Another image I've tossed around since my grandparents passed on was that as a child I've grown up in a dense forest where my grandparents were the tallest trees of the canopy, my parents and their brothers and sisters were the next, and the children are safe to develop their roots in the understory. When Popsy told me I'd be fine as I prepared to leave for college, I believed him. I'd be fine. Yet, as each generation passes, new trees are thrust into the sunlight to be the shade for the others. There is nothing shielding them from the face of the earth and rest of the universe. There's so much responsibility and wisdom, although I imagine the view is amazing.

The transition into adulthood and then parenthood (or have I come about these in reverse?) has been a bit like falling off the face of earth. I fear growing up and growing out and seeing the taller trees give way to wind and time and lightning strikes. This past week I rested in the shade of my parents, and it was so good. I don't want my kids to grow to tall too quickly, and I want to be strong and tall for them. I certainly don't want to wind up as that lone tree in an open grassy field. I've always found them lovely and yet devastatingly sad.

I blame this mood on one of my favorite duos Harrod and Funck. Last week, I pulled out the cd player and Matthew and I danced together like we were the only ones in the world. Yet this song moves me, not to dance but to close my eyes:

We haven't forgotten a thing,
But let's not kid ourselves these days.
We let years go by once again
For moon and monkeyshine and masquerades.
From quietly shedding our youth
All the blame and that hawking about truth.
Finding we're dissatisfied,
Renouncing the doubts of the night in the clear dawn.

There's a far-away look in your eye,
It's behind the lines of the second page.
It's like reading some poet sublime
And your life 'til now was just commonplace.

Rewrite, rehearse, and repent.
You've gone over it again and again.
Aching to march in parades.
You bump shoulders behind barricades in a sea of faces.

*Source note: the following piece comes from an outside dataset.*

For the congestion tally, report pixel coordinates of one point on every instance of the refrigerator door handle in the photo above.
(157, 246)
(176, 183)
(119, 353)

And so it goes, all fall down.
Could this planet hold a place for you?
When the tide creeps in all around
Take a knee-deep breath or two.

Did your family teach you everything
About the in-betweens of grace and shame?
Go, run and sound the alarm,
'Cause it's wearing off like novocaine.

Awake enough to recognize
It's a bore when your heart's vandalized
By the ones who smile and say, "that's the breaks,"
And the see-you-later-but-you-know-I-did-love-you embrace that you've grown used to.

And so it goes, all fall down.
Could this planet hold a place for you?
When the tide creeps in all around,
Take a knee-deep breath or two.

Well, we haven't forgotten a thing
But we won't kid ourselves this time,
Because love's the show, it won't ever fold;
Around town it seems like everyone knows it'll raise the sky....It'll blow the sky.